The negro had been christened Scipio Africanus, by a species of witticism which was much more common to the Provinces than it is to the States of America, and which filled so many of the meaner employments of the country, in name at least, with the counterparts of the philosophers, heroes, poets, and princes of Rome.  To him it was a matter of small moment, whether the vessel lay in the offing or in the port; and, without discontinuing his childish amusement, he manifested the same, by replying, with great indifference of manner, ­

“I s’pose he t’ink all the water inside lie on a top.”
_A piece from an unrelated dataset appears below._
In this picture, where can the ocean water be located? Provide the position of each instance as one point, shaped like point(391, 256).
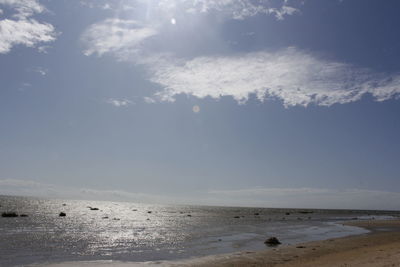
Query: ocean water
point(141, 232)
“I tell you, Guinea,” returned the other, in a harsh, positive tone, “the fellow is a know-nothing!  Would any man, who understands the behaviour of a ship, keep his craft in a roadstead, when he might tie her, head and stern, in a basin like this?”

“What he call roadstead?” interrupted the negro, seizing at once, with the avidity of ignorance, on the little oversight of his adversary, in confounding the outer harbour of Newport with the wilder anchorage below, and with the usual indifference of all similar people to the more material matter of whether the objection was at all germain to the point in controversy; “I never hear ’em call anchoring ground, with land around it, roadstead afore!”

“Hark ye, mister Gold-coast,” muttered the white, bending his head aside in a threatening manner, though he still disdained to turn his eyes on his humble adversary, “if you’ve no wish to wear your shins parcelled for the next month, gather in the slack of your wit, and have an eye to the manner in which you let it run again.  Just tell me this; isn’t a port a port? and isn’t an offing an offing?”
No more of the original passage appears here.